GDGT ratio-2 is correlated to SST using the calibration equation:
TEX_{86}^{H} = 68.4×log(GDGT ratio-2) + 38.6.
TEX_{86}^{H} has a calibration error of ±2.0 °C and is based upon 255 core-top sediments.

TEX_{86}^{L} employs a combination of GDGTs that is different from TEX_{86}^{H}, removing GDGT-3 from the numerator and excluding cren' entirely:

$\text{GDGT ratio-1}=\tfrac{[\text{GDGT-2}]}{[\text{GDGT-1}]+[\text{GDGT-2}]+[\text{GDGT-3}]}$

GDGT ratio-1 is correlated to SST using the calibration equation:
TEX_{86}^{L} = 67.5×log(GDGT ratio-1) + 46.9.
TEX_{86}^{L}has a calibration error of ±4 °C and is based upon 396 core-top sediment samples.

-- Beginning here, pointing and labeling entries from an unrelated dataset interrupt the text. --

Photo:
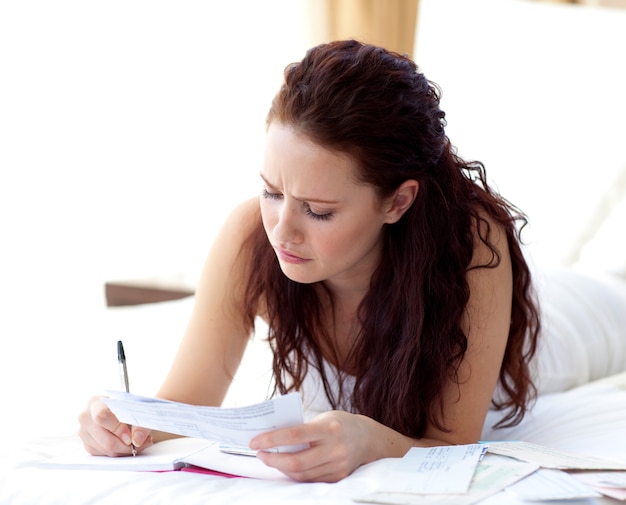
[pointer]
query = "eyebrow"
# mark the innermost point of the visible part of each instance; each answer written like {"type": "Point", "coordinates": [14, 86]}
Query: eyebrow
{"type": "Point", "coordinates": [300, 199]}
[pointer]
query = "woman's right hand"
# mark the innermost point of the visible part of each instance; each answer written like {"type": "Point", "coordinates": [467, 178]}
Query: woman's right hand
{"type": "Point", "coordinates": [103, 435]}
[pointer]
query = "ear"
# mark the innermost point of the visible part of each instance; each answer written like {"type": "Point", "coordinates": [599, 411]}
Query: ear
{"type": "Point", "coordinates": [401, 200]}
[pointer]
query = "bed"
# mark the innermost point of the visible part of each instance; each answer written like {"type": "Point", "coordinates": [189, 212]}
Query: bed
{"type": "Point", "coordinates": [579, 253]}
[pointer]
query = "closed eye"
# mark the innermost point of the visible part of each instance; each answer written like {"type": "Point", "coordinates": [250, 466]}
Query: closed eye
{"type": "Point", "coordinates": [270, 196]}
{"type": "Point", "coordinates": [319, 217]}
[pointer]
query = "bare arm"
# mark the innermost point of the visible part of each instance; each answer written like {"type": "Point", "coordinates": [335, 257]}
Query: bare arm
{"type": "Point", "coordinates": [211, 349]}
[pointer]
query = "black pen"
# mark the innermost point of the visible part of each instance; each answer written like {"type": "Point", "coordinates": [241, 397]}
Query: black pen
{"type": "Point", "coordinates": [121, 359]}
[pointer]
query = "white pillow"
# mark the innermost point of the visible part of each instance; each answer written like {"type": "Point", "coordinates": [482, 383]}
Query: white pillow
{"type": "Point", "coordinates": [584, 329]}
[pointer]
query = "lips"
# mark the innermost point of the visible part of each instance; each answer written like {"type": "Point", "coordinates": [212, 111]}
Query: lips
{"type": "Point", "coordinates": [289, 257]}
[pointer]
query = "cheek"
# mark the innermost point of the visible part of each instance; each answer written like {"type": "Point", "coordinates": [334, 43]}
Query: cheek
{"type": "Point", "coordinates": [268, 215]}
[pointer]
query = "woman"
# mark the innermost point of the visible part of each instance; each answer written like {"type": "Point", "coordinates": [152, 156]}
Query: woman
{"type": "Point", "coordinates": [390, 275]}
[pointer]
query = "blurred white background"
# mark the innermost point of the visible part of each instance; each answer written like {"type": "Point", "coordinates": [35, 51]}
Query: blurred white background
{"type": "Point", "coordinates": [129, 129]}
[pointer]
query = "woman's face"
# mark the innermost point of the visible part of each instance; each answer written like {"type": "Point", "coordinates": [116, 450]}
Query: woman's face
{"type": "Point", "coordinates": [323, 224]}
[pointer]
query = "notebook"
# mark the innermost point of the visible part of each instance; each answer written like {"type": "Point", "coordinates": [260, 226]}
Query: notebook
{"type": "Point", "coordinates": [188, 454]}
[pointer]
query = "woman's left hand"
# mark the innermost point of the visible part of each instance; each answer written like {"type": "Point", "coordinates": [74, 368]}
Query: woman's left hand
{"type": "Point", "coordinates": [339, 442]}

Other calibrations exist (including 1/TEX_{86}, TEX_{86}' and pTEX_{86} ) and should be considered when reconstructing temperature.

==Caveats==
There are several caveats to this proxy and this list is by no means exhaustive. For more information, consult Schouten et al. 2013.

===Terrestrial input===
The branched vs isoprenoidal tetratether (BIT) index can used to measure the relative fluvial input of terrestrial organic matter (TOM) into the marine realm. The BIT index is based upon the premise that crenarchaeol is derived from marine-dwelling Nitrososphaerota and branched GDGTs are derived from terrestrial soil bacteria. When BIT values exceed 0.4, a deviation of >2 °C is incorporated into TEX_{86}-based SST estimates. However, isoprenoidal GDGTs can be synthesised on land (by terrestrial archaea) and can render BIT values unreliable; isoGDGT becomes more abundant with higher soil pH. A strong co-variation between GDGT-4 and branched GDGTs in modern marine and freshwater environments also suggests a common or mixed source for isoprenoidal and branched GDGTs (Fietz et al., 2012).

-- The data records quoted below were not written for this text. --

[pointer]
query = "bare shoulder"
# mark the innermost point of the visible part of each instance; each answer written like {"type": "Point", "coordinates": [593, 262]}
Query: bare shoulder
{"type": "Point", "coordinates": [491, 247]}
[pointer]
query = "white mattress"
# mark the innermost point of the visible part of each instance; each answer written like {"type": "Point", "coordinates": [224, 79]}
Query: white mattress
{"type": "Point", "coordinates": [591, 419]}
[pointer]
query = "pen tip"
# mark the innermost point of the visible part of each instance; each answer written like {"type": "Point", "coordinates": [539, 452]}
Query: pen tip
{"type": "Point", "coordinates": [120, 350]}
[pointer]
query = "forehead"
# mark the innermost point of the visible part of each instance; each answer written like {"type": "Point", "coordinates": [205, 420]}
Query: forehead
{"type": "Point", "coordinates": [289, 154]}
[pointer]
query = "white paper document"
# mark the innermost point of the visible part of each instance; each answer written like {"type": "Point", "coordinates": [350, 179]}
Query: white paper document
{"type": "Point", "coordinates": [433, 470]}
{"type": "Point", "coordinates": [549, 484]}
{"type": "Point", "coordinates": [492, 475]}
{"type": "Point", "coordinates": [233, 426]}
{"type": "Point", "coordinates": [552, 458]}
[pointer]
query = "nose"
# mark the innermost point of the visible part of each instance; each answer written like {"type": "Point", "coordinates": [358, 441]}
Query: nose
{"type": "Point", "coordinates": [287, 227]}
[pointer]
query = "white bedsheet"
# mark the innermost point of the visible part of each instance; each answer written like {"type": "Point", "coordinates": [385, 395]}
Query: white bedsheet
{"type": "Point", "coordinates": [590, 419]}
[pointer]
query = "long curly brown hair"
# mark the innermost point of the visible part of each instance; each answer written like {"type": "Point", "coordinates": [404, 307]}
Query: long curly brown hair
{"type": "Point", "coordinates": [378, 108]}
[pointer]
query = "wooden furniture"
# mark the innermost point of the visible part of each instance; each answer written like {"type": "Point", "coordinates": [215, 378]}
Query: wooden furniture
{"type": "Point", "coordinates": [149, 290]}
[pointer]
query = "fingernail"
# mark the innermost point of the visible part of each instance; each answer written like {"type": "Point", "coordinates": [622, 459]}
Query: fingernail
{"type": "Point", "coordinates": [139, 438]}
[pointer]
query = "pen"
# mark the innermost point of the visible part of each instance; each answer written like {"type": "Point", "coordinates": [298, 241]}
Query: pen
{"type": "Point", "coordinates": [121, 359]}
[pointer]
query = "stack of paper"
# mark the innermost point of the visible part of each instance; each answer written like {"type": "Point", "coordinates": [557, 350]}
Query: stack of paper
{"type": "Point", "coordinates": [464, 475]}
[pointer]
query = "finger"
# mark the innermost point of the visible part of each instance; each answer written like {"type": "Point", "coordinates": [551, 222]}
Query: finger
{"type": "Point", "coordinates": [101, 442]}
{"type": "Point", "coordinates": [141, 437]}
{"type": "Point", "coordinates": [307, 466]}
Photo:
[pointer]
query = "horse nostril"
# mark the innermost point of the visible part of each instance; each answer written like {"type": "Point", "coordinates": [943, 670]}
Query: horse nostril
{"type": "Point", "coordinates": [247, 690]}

===Anaerobic oxidation of methane (AOM)===
The Methane Index (MI) was proposed to help distinguish the relative input of methanotrophic Euryarchaeota in settings characterised by diffuse methane flux and anaerobic oxidation of methane (AOM). These sites are characterised by a distinct GDGT distribution, namely the predominance of GDGT-1. -2 and -3. High MI values (>0.5) reflect high rates of gas-hydrate-related AOM.

===Degradation===
Thermal maturity is only thought to affect GDGTs when temperature exceed 240 °C. This can be tested using a ratio of specific hopane isomers. Oxic degradation, which is a selective process and degrades compounds at different rates, has been shown to affect TEX_{86} values and can bias SST values by up to 6 °C.

==Application==
The oldest TEX_{86} record is from the middle Jurassic (~160Ma) and indicates relatively warm sea surface temperatures. TEX_{86} has been used to reconstruct temperature throughout the Cenozoic era (65–0 Ma) and is useful when other SST proxies are diagenetically altered (e.g. planktonic foraminifera) or absent (e.g. alkenones).

===Eocene===
TEX_{86} has been extensively used to reconstruct Eocene (55-34Ma) SST. During the early Eocene, TEX_{86} values indicate warm high southern hemisphere latitude SSTs (20-25 °C) in agreement with other, independently derived proxies (e.g. alkenones, CLAMP, Mg/Ca). During the middle and late Eocene, high southern latitude sites cooled while the tropics remained stable and warm. Possible reasons for this cooling include long-term changes in carbon dioxide and/or changes in gateway reorganisation (e.g. Tasman Gateway, Drake Passage).